One of the key researchers, Robert Schwarcz, Ph.D., a Professor at the University of Maryland School of Medicine, was the first to discovery KYNA, back in 1988. And since then, Dr. Schwarcz has been studying and finding the link between KYNA in schizophrenia and other neuropsychiatric diseases.
In this study, however, Dr. Schwarcz collaborated with researchers from Sweden, the United Kingdom, and the United States. The study is giving researchers a fresh look at an old hypothesis, in regards to how the KYNA system can cause dysfunction during schizophrenia. Researchers examined mice that were deficient in kynurenine 3-monooxygenase, or KMO, an enzyme associated with the levels of KYNA.
Based on the findings, researchers noticed that lower KMO resulted in higher levels of KYNA. Interestingly enough, people with schizophrenia who had lower levels of KMO may be linked to low levels of glutamate as well.

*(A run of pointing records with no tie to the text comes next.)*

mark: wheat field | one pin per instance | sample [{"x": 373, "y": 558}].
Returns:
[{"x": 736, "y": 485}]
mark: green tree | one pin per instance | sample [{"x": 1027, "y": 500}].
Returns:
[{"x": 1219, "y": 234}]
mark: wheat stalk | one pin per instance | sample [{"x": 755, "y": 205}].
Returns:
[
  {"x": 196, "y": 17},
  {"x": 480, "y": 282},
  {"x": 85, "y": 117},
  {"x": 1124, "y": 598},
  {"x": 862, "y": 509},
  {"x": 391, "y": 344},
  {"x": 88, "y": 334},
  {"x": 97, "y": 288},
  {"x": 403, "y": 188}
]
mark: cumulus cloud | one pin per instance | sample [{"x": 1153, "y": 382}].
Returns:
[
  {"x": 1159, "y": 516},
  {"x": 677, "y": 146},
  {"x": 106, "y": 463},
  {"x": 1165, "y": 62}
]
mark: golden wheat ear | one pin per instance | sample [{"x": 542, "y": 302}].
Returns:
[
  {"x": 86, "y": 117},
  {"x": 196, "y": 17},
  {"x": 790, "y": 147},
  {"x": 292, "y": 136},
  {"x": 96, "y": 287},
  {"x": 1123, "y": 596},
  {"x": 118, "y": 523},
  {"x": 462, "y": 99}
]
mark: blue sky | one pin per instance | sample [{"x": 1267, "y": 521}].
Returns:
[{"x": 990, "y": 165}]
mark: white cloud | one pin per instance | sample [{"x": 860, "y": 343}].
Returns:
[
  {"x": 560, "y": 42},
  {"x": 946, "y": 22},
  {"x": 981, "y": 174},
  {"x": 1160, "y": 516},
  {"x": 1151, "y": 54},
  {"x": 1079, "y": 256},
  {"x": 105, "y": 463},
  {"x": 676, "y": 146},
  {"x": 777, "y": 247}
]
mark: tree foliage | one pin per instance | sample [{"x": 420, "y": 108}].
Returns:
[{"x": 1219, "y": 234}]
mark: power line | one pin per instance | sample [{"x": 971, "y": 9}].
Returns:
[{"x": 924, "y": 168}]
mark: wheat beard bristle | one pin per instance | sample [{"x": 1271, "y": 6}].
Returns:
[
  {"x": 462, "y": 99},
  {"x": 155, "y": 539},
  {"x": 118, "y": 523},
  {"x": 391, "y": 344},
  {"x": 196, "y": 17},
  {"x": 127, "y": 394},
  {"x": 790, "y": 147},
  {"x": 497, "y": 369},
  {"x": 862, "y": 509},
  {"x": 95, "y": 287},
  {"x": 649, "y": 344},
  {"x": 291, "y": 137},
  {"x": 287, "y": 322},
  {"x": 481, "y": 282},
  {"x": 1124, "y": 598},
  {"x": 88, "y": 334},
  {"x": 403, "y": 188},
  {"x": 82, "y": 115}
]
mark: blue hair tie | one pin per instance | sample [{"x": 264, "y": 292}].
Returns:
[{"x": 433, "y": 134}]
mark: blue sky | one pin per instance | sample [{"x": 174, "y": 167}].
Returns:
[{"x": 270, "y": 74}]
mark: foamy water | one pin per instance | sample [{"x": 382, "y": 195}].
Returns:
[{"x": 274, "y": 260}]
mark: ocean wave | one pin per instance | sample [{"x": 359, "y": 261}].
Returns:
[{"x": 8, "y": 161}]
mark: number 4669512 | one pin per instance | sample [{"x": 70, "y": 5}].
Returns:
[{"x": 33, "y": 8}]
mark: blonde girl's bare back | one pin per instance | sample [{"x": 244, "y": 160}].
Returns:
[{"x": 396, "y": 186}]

Contextual memory impairment was observed in the mice with low levels of KMO; it also spent less time interacting in a social environment with an unfamiliar mouse. Additionally, researchers also found high levels of anxiety when the mice were put into challenging settings such as a maze.
As a result, researchers concluded that the behavioral traits exhibited by the mice, which is similar to that of schizophrenia, is linked to the levels of KMO and KYNA in the brain. Although the discovery covered a lot of ground, there are still clinical implications. For instance, boosting glutamate can cause seizures and nerve cell death.
With the new findings, researchers aren’t getting ready to hang their lab coats just yet. More clinical trials are next, according to Dr. Schwarcz.